Maria Carroccio Ricchiuti wird Solingens neue Gleichstellungsbeauftragte
Ehrentraud ZirmeMaria Carroccio Ricchiuti wird Solingens neue Gleichstellungsbeauftragte
Solingen hat Maria Carroccio Ricchiuti zur neuen Gleichstellungsbeauftragten ernannt, ihr Amt tritt sie im April 2026 an. Sie folgt auf Aldona Fenz, die sich neuen beruflichen Herausforderungen zuwendet. Ricchiuti bringt umfangreiche Erfahrungen in der Sozialarbeit und Gemeindeentwicklung mit.
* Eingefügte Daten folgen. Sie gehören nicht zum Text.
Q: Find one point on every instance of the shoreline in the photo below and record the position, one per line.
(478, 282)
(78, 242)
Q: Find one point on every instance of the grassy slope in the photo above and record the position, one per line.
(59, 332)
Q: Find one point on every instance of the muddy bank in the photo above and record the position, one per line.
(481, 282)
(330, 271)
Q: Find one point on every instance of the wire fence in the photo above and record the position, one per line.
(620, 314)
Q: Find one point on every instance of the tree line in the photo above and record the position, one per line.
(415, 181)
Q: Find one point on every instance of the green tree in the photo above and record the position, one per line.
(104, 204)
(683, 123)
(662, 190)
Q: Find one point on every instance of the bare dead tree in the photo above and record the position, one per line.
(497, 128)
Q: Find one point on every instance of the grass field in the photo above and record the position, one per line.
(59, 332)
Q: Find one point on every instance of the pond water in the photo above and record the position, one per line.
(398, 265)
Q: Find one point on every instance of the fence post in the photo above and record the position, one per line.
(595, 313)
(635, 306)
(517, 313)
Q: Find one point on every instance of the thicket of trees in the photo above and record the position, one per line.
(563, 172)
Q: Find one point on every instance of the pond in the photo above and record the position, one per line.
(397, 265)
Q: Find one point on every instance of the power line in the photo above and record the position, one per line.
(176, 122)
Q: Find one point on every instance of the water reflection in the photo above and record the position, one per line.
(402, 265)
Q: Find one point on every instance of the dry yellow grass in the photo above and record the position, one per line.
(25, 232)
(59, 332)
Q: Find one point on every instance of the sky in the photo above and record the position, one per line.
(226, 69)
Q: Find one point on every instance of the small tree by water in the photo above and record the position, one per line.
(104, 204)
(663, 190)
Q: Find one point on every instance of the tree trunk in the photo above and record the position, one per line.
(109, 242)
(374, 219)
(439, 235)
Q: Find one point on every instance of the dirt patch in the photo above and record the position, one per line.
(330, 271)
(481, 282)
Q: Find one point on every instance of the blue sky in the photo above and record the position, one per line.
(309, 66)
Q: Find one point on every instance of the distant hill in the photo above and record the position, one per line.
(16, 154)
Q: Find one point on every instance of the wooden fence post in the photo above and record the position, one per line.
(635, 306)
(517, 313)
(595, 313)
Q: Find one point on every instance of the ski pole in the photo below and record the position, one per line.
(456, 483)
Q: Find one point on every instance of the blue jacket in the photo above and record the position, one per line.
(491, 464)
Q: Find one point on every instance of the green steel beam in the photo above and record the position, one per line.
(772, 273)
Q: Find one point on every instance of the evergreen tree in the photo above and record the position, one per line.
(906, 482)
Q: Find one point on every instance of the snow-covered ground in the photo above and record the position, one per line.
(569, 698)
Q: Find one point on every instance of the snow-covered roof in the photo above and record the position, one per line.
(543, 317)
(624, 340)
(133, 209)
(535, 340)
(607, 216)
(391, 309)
Seit Ende 2018 ist Ricchiuti in Solingen tätig, wo sie die städtische Koordination der Landesinitiative "Kein Abschluss ohne Anschluss" leitet. Zuvor arbeitete sie als Quartiersmanagerin in Hasseldelle und als Fachkraft für soziale Bildung im Kommunalen Integrationszentrum. Die ausgebildete Soziologin verfügt zudem über einen Masterabschluss in Community Development.
Ihr Ansatz basiert auf Zusammenarbeit und offenem Dialog – sowohl innerhalb der Verwaltung als auch in der breiten Öffentlichkeit. Zu ihren Schwerpunkten in der neuen Position zählen die Sicherung fairer Teilhabe, der Ausbau von Chancengleichheit und die Förderung von Vielfalt. Ein weiterer Fokus liegt auf der Prävention und Bekämpfung geschlechtsspezifischer Gewalt.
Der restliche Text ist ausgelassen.